Consider the new-for-2013 Porsche 911 Carrera 4S. The all-wheel-drive sports car delivers a marked improvement in power compared to the outgoing model, even as mileage jumps more than 15 percent. You can tell a similar story about almost every new product on the market. As we earlier noted, the new three-row Nissan Pathfinder gains 30 percent compared to the old 2012 model.
There are a variety of reasons behind these improvements. Even conventional gas-powered products makers are slashing vehicle weight, and the general rule of thumb is that every 100 pounds translates into about one extra mile per gallon. The industry also is migrating to more advanced powertrain designs, such as the direct injection used in the new Honda Accord V-6 and the turbocharging technology that’s at the heart of the various Ford EcoBoost engines. Ford will offer a new 1.0-liter EcoBoost on the updated Fiesta model that will deliver significantly more power than the current 1.6-liter naturally aspirated engine, even though mileage expected to be well in excess of 40 miles per gallon will likely be the highest of any non-hybrid model sold in the United States.
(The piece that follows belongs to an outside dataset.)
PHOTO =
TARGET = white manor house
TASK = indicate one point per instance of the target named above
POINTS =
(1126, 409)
That said, expect to see more hybrids and other battery-based vehicles in 2013 and beyond. By the end of the new model year, virtually every maker in the U.S. market will have at least one “electrified” offering. Toyota and its Lexus brand will offer hybrid versions of virtually every model. Toyota has also just launched its first pure battery-electric vehicle, the RAV4-EV, as well as a plug-in version of the Prius.
Honda will add a plug-in version of the Accord and a full battery-powered Fit. Nissan, meanwhile, is working up a hybrid Altima and will have a battery car for Infiniti in 2014, though the Leaf will remain its primary electrified model this coming model year.
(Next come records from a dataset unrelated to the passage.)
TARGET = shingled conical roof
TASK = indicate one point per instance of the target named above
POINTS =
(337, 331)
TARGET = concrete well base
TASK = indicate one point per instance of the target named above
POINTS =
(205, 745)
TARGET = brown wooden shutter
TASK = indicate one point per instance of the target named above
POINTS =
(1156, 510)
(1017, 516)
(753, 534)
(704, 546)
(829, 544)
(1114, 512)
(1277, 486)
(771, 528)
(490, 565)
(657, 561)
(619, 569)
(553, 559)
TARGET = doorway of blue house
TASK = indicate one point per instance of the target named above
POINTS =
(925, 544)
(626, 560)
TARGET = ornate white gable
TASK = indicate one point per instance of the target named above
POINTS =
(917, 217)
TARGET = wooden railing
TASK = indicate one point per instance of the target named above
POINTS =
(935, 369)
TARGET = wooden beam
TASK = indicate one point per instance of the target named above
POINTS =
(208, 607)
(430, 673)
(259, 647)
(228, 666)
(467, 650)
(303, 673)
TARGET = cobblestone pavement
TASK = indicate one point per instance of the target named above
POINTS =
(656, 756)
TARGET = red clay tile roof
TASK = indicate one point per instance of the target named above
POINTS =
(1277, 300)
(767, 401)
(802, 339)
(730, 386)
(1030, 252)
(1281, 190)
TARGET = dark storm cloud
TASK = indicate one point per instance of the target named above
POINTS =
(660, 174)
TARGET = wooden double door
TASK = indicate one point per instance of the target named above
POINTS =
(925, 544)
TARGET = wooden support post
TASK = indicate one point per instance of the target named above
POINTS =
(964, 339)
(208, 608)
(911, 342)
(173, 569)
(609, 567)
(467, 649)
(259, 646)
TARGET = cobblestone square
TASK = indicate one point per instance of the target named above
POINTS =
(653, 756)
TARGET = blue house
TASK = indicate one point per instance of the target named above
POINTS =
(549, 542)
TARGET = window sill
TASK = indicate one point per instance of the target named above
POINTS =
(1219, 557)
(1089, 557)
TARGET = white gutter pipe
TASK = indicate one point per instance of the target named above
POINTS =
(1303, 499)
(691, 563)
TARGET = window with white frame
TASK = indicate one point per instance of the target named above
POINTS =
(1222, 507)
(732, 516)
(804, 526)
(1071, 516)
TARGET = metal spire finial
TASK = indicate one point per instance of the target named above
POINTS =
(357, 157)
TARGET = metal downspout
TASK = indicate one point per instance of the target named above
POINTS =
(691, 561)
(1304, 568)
Detroit is expanding its battery-model mix as well. GM’s Chevy brand will add the new Spark EV minicar alongside the Volt plug-in, currently the nation’s best-selling advanced propulsion vehicle. Ford is rolling out an array of new battery-based products, such as the C-Max and Fusion hybrids and Energi plug-ins.
Japanese makers were first to market with hybrid technology, and Toyota remains the dominant player from a sales perspective — especially having expanded its Prius “family” to include the plug-in and the new compact Prius C hybrid. But Europeans are rapidly expanding their lineup; even Porsche is offering hybrid versions of its Panamera four-door coupe and Cayenne crossover models. Among more mainstream offerings, there’s the new Volkswagen Jetta Hybrid. That said, European makers are well aware that American motorists have less than fully embraced battery technology so far. Add all the hybrids, plug-ins, and BEVs together, and they still account for less than 3 percent of the total U.S. new car market.
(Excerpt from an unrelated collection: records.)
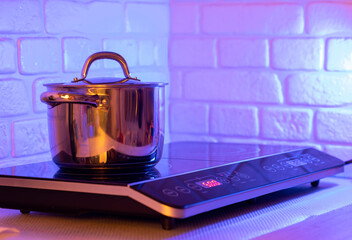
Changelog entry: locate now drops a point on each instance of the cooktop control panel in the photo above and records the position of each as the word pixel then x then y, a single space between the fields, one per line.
pixel 193 188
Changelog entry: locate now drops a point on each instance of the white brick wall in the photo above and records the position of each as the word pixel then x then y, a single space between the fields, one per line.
pixel 240 71
pixel 269 71
pixel 47 41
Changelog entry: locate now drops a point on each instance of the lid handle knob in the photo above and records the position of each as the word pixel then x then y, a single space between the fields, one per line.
pixel 105 55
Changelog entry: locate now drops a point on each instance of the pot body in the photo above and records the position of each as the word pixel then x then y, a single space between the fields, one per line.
pixel 123 129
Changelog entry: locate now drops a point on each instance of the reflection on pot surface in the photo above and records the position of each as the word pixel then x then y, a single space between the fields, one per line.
pixel 118 124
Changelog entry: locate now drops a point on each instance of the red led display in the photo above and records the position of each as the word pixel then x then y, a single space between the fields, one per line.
pixel 209 183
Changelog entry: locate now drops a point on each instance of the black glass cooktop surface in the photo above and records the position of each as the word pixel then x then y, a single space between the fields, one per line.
pixel 191 178
pixel 178 158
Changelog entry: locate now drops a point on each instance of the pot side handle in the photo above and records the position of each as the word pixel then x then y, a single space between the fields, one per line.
pixel 55 98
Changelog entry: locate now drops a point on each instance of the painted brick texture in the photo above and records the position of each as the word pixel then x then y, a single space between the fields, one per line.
pixel 329 17
pixel 269 71
pixel 84 17
pixel 17 16
pixel 48 41
pixel 241 71
pixel 252 18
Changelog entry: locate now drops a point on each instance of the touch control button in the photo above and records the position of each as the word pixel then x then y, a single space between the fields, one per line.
pixel 194 186
pixel 182 189
pixel 270 169
pixel 170 192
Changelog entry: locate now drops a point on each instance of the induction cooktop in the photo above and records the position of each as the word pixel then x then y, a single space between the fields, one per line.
pixel 191 178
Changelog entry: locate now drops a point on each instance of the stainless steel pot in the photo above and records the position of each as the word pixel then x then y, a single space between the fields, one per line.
pixel 105 123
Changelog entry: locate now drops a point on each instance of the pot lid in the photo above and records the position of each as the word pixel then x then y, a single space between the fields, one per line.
pixel 104 82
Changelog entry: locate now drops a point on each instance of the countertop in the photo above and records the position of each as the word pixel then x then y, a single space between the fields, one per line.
pixel 302 212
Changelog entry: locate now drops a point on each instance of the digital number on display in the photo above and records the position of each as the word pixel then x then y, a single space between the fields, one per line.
pixel 209 183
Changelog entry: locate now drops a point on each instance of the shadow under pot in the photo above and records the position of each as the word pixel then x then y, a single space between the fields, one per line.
pixel 106 123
No wonder, then, that European makers are expanding their lineup of diesel powertrains. Audi will adding four new models for 2013. Also, VW is trying to boost capacity at its new U.S. assembly plant. Currently, about 20 percent of its midsize Passat models are coming with diesel technology. VW Group of America CEO Jonathan Browning believes that could soon top 30 percent. For those who tend to do more highway driving, diesels tend to deliver better mileage than most hybrids — and even in urban settings they’re close, while sacrificing little in terms of performance.